At the same time, I don’t want people like Desmond Lachman telling us how to react, either. At the end of his article, he makes clear that, were he the IMF person given the chance to knock on the Geithner-Obama door, he would call for the same “austerity measures” that the IMF did with the Argentinas and Russias of the 1990s world.
And, of course that means cutting Social Security and Medicare. Just because the IMF has the right diagnosis doesn’t mean it has the right prescription. Or, at least, some people in the IMF don’t.
Johnson offers up more concern about how Team Geithner, or Team Summers is dealing with the financial bailout issue:
Even leaving aside fairness to taxpayers, the government’s velvet-glove approach with the banks is deeply troubling, for one simple reason: it is inadequate to change the behavior of a financial sector accustomed to doing business on its own terms, at a time when that behavior must change.
Exactly.

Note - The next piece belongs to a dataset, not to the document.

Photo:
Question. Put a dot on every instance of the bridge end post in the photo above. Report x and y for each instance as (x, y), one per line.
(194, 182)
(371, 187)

This has gotten lost over actual public-level anger, and DC Village pseudo-anger, at AIG bonuses. For people who think about the issue, far more than wanting AIG’s bonuses to disappear, we want AIG’s surrounding culture to be wiped out. (And, Geithner’s latest regulatory proposals don’t do that.)
Johnson disagrees strongly otherwise with Lachan. He says the “oligarchy” needs to be broken up. But, contra disappointed but still pony-seeking types like Paul Krugman, Geithner isn’t likely to ever do any of this. More coming in a second post.
Third, as far as the prescription, it seems Geithner has the same medical approach as Lachman, per Tiny Revolution.
Of course, we are all fiscal hawks now because of Pete Peterson. (Laughter.) There are no doves left on the fiscal side.
Really, though, this isn’t new. His boss has already made noises about “reforming” Social Security, tried to get veterans to start paying for their own health care, and has offered a “national health plan” that certainly won’t get us to a national healthcare plan and may leave us worse off in some ways.
So, for entirely opposite reasons than Rush Limbaugh, I want Barack Obama to fail.
I DON’T want a financial bailout plan that keeps bleeding money to plutocrats who already have one hand on the machinery of government.
I DON’T want healthcare reform that isn’t, or entitlements reform that isn’t.
I DON’T want a continued sense of American exceptionalism in our financial policy.
I DON’T want a financial sector bailout that, if anything, has a good chance of increasing the American income gap.
If Geithner is the fox guarding the henhouse, per Glenn Greenwald, what does that make his boss? And if, on average, people become more conservative as they age, is Obama’s RealAge more like 57 not 47?